Stratigraphic Named Entity Recognition with Stanford CoreNLP DOI

Introduction

This project provides training data and instructions for building a model to do named entity recognition (NER) of geological properties, namely chronostratigraphy and rock formation names.

We include around 2500 sentences extracted from publications of the British Geological Survey, with technical terms from BGS Geochronostratigraphy vocabulary and its Lexicon of Named Rock Units annotated with a custom named entity type (CHRONOSTRAT and LEXICON respectively).

The dataset was prepared by Dr Ike N'kisi Orji, supervised in BGS by Rachel Heaven, during his Doctoral Training Programme co-funded by BGS (BGS University Funding Initiative no. S291) and Robert Gordon University (School of Computing Science and Digital Media). The labelled sentences were extracted from an earlier collection of annotated publications known at the time as Textbase, and now referred to as Textbase 2000. The model has been used in text mining the BGS archives and linking documents and metadata to entities in the BGS Linked Data vocabularies.

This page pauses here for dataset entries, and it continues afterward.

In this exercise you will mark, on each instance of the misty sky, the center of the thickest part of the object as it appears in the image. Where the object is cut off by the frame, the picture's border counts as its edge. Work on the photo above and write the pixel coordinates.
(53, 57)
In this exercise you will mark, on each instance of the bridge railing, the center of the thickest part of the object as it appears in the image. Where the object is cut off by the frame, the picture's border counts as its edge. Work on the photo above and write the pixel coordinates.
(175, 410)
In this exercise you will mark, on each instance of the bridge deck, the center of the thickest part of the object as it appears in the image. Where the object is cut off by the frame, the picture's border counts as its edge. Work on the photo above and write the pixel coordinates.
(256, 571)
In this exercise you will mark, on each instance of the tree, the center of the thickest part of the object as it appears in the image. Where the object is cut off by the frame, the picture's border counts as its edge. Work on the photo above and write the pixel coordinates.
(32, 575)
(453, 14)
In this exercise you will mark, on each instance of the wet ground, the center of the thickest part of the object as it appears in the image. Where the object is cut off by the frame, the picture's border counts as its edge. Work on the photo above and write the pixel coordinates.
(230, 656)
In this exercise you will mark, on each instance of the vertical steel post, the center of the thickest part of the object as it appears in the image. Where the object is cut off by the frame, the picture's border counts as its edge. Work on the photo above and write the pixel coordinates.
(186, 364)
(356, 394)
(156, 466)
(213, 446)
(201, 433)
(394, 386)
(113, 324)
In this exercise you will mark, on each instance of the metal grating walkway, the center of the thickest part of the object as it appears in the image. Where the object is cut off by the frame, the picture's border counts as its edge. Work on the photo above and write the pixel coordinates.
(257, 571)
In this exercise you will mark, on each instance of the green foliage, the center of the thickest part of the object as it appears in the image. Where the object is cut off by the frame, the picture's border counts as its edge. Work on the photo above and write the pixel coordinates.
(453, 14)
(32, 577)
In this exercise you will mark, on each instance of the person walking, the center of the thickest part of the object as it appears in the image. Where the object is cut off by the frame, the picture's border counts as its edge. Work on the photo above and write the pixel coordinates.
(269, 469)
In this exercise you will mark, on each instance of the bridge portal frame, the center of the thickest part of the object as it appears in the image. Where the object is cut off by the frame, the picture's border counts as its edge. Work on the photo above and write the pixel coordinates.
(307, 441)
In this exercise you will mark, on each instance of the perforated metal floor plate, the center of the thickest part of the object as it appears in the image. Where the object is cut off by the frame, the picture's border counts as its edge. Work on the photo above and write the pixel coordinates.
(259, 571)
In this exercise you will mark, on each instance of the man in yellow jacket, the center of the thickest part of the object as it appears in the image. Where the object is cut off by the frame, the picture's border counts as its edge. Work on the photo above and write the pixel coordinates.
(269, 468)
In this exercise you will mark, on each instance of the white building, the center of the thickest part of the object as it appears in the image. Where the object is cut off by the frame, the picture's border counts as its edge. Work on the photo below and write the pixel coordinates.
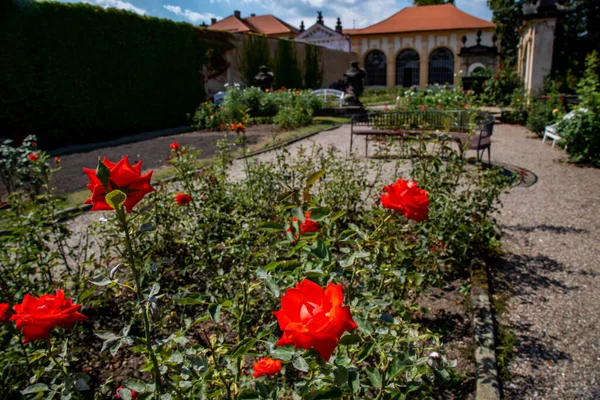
(321, 35)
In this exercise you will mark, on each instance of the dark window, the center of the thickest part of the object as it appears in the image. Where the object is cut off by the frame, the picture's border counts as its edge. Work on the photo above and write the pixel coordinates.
(376, 69)
(407, 68)
(441, 67)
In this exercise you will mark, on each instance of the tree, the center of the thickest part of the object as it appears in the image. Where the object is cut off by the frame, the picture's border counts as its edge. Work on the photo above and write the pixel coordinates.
(431, 2)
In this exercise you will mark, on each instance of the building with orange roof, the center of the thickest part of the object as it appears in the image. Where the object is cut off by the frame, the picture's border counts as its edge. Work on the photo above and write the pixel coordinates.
(424, 45)
(267, 25)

Example of CoreNLP interface with our custom model

Running in docker

We provide a Dockerfile to build and run CoreNLP Server including the custom NER model. You can also (currently) pull a docker image from the Github Container Registry - Custom CoreNLP docker image. As of writing, the Github registry requires authentication with a Personal Access Token - please see authenticating with the Github Container Registry for detail; the short version is this:

 export CR_PAT=YOUR_TOKEN
 echo $CR_PAT | docker login docker.pkg.github.com -u USERNAME --password-stdin
 ...
 docker pull docker.pkg.github.com/britishgeologicalsurvey/geo-ner-model/corenlp:v0.3

The following will pull down the image if not present, and run CoreNLP Server in the background, on port 9000.

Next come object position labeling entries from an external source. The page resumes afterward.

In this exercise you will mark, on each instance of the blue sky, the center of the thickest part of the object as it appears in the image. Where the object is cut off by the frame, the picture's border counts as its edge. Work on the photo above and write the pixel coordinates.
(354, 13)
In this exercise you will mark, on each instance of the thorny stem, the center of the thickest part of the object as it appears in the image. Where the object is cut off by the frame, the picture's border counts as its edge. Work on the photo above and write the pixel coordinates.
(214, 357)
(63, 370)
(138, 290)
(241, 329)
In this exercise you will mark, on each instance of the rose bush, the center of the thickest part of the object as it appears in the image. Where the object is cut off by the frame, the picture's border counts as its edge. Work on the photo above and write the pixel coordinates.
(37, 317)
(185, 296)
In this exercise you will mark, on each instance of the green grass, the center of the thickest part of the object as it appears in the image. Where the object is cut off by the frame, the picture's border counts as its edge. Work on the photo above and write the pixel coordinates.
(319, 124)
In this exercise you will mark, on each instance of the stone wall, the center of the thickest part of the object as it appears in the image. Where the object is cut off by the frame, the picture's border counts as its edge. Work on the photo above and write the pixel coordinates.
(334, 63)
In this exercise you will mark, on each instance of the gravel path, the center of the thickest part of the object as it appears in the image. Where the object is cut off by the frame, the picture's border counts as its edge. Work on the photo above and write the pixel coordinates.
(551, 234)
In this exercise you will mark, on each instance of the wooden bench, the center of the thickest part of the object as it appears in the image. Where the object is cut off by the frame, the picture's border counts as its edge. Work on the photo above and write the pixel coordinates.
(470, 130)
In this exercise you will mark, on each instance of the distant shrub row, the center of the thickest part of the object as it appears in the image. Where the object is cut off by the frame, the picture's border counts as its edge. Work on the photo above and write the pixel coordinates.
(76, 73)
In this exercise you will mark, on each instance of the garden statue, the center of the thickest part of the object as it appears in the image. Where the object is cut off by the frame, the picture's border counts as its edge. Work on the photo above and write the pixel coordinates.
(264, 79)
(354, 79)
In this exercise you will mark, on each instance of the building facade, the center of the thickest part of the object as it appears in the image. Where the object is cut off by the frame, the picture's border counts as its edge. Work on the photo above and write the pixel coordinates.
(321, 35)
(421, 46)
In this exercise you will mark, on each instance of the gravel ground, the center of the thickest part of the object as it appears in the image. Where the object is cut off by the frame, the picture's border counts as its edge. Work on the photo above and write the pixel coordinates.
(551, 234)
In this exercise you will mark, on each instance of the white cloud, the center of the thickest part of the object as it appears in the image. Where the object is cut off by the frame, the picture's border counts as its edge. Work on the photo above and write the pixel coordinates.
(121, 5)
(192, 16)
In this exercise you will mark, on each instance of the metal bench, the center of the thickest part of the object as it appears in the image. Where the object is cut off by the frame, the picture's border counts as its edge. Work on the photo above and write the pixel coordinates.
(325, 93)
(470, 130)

docker run -d -p 9000:9000 docker.pkg.github.com/britishgeologicalsurvey/geo-ner-model/corenlp:v0.3

Alternatively use docker-compose with the config file provided in this repository to do the same:

docker-composse up -d

The first query to the server is often slow while it loads the models, and subsequent queries should be much faster.

Building the model

Instructions and download information for the latest Stanford CoreNLP library to train a model are based on this data at https://nlp.stanford.edu/software/CRF-NER.html

Files

  1. bgs.3class.geo-training-data.txt : Data used to train the NER model. Three classes it recognises are as follows.

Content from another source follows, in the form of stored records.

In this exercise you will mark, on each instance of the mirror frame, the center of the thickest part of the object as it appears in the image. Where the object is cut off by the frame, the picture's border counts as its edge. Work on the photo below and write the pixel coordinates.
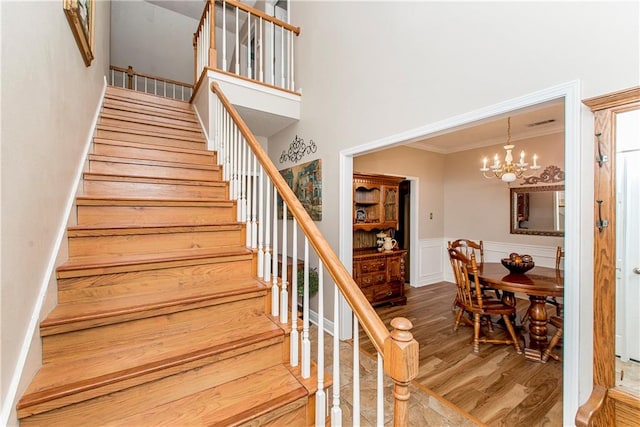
(512, 210)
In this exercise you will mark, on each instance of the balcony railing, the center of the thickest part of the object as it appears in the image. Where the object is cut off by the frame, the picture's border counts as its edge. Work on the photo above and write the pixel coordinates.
(130, 79)
(261, 193)
(246, 42)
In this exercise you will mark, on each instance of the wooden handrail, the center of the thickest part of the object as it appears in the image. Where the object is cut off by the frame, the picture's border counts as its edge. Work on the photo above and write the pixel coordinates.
(586, 412)
(261, 14)
(398, 348)
(149, 76)
(371, 322)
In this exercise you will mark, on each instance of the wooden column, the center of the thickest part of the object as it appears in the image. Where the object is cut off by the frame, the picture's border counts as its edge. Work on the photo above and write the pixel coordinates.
(401, 363)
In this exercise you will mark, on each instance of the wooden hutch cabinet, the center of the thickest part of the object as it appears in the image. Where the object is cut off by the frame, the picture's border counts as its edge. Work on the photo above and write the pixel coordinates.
(379, 273)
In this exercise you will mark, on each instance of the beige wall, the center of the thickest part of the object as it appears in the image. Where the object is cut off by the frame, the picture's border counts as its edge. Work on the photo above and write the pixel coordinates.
(375, 70)
(152, 39)
(426, 168)
(478, 208)
(463, 202)
(49, 99)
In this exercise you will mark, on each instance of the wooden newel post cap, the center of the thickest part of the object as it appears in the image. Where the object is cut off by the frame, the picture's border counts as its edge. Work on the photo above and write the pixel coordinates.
(401, 352)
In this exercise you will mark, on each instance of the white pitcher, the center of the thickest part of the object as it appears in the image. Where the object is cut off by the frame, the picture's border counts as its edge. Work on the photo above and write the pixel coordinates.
(389, 243)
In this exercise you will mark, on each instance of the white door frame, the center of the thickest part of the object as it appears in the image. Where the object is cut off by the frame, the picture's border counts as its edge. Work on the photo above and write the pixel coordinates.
(573, 241)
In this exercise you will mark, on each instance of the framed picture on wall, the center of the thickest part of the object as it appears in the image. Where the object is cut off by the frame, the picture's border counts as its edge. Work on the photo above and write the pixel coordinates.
(306, 182)
(80, 15)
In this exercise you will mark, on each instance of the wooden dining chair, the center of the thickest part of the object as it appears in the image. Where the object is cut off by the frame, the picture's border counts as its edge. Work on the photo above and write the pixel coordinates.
(469, 296)
(468, 247)
(559, 266)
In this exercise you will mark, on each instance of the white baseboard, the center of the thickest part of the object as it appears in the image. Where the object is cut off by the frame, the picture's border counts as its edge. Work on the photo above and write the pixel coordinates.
(433, 264)
(8, 403)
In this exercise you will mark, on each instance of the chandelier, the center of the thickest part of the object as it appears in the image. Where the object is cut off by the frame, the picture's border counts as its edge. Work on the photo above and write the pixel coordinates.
(508, 171)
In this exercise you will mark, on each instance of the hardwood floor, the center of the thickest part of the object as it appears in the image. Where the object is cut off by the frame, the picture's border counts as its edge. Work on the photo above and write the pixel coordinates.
(496, 385)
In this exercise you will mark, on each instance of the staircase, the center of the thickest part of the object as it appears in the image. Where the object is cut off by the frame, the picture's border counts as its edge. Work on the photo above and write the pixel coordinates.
(160, 317)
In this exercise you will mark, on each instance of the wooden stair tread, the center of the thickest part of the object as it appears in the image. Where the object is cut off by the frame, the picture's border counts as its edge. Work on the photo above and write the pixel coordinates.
(186, 122)
(126, 121)
(106, 261)
(115, 101)
(231, 403)
(116, 107)
(108, 310)
(159, 134)
(140, 201)
(203, 151)
(88, 230)
(145, 162)
(128, 359)
(133, 178)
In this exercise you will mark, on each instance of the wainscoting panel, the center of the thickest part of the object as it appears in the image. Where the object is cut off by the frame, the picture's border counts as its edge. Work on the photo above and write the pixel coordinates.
(431, 259)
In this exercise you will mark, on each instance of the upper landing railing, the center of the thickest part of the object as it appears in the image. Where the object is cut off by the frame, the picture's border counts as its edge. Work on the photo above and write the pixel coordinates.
(130, 79)
(246, 42)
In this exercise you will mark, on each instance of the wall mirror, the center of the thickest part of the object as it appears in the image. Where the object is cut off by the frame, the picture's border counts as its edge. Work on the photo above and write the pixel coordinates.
(538, 210)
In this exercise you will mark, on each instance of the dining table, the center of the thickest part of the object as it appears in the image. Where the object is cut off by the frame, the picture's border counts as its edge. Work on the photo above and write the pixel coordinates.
(538, 284)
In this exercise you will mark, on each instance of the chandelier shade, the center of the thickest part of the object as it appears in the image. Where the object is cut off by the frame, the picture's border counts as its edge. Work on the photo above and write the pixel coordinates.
(508, 171)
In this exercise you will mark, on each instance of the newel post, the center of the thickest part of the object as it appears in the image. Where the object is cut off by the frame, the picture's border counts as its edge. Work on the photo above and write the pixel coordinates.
(401, 363)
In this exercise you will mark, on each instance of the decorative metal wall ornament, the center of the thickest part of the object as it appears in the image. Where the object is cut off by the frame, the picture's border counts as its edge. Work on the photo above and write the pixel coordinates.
(297, 150)
(550, 174)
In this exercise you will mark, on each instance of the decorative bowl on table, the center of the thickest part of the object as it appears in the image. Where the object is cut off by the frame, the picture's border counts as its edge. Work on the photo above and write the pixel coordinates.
(518, 264)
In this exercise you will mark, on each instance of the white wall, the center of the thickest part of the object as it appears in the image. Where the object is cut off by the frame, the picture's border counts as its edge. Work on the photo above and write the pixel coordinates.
(152, 39)
(49, 99)
(478, 208)
(368, 70)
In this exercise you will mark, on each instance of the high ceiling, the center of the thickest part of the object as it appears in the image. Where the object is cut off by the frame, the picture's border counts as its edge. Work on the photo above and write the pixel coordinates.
(539, 120)
(191, 8)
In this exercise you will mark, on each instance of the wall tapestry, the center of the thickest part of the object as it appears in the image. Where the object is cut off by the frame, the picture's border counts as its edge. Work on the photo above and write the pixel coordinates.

  2. bgs.3class.geo-testing-data.txt : Testing data for the NER model. It contains 70 CHRONOSTRAT and 425 LEXICON entities making a total of 495 entities in about 594 sentences. There are no biozones in the testing data!

  3. bgs.3class.geo-all-data.txt : Combines training and test data above. Training and testing data were generated from separate source so this is expected to generate an even better model.

  4. bgs.3class.geo.prop : Properties file for building the NER model. Description of parameters are at https://nlp.stanford.edu/nlp/javadoc/javanlp/edu/stanford/nlp/ie/NERFeatureFactory.html

  5. vocab.gaz.txt : List of terms from both vocabularies used. This is also used in generating the NER model as specified in bgs.3class.geo.prop.

Training

Train the NER model:

  • wget http://nlp.stanford.edu/software/stanford-corenlp-full-2018-10-05.zip ; unzip stanford-corenlp-full-2018-10-05.zip

  • Edit bgs.3class.geo.prop if needed to point trainFile to the training file and gazette to file specifying entity names (vocab.gaz.txt). Use of gazetter made very minimal impact in our testing (slightly improved for CHRONOSTRAT and worsened for LEXICON).

  • Train the model: java -cp stanford-corenlp-full-2018-10-05/stanford-corenlp-3.9.2.jar edu.stanford.nlp.ie.crf.CRFClassifier -prop bgs.3class.geo.prop

  • The default bgs.3class.geo.prop we have supplied here includes both the training and testing data for the CoreNLP model (combined into bgs.3class.geo-all-data.txt)

Test the NER model

Testing gives precision, recall and f-measure scores.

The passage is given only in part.